Dorothy Cain (1901 to 9th September 1926)

 

Dorothy “Dot” Cain was a 25-year-old married woman who died in front of her family and 20,000 people when a parachute jump went wrong. The parachute caught on the undercarriage of the plane and she fell about 1,000 feet. Her death made headlines across the world.

 

In 1926 Dorothy was running the Empire Hotel in Leicester with her husband when she read about Captain Muir, a seasoned pilot who had made a solo flight from England to Sweden. He had been giving passenger and exhibition flights in Leicester and offered the public a chance to do a parachute jump. Dot was eager to try it. She should have remain at home and washed her hair.

 

The plane took off from Royal Show Ground in Leicester with Dot’s excited family watching on.
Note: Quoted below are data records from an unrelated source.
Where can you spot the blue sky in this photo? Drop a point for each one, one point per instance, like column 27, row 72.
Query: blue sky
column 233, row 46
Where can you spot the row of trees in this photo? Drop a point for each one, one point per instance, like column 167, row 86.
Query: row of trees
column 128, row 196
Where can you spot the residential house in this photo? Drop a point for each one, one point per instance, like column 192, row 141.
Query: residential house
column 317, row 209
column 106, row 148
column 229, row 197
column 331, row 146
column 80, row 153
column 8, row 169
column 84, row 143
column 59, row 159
She gaily waved back to the crowd which cheered. She was wearing ordinary clothes beneath a cloche hat as the plan ascended the skies. At 1,000 feet she appeared on a wing of the plane and jumped. She was clutching a bunch of white heather for good luck but it did not work: the silk caught on the plane’s undercarriage, Dot slipped out of the harness and plummeted to earth. The sight of her falling was so heart-wrenching for the gasping spectators that they rushed in all directions.

 

Dot turned several somersaults and then fell straight to the ground while the parachute remained caught on the plane. Newspapers say she bounced about 6 feet high and landed in a hedge. Her father-in-law Arthur Cain was the first person to reach her. The death of an adventurous young woman falling from a tiny biplane was reported on front page of the Daily Mirror the following day. Nothing spreads faster than bad news and Dot was in the pages of newspapers across the world. You still jyst about make her name on the gravestone.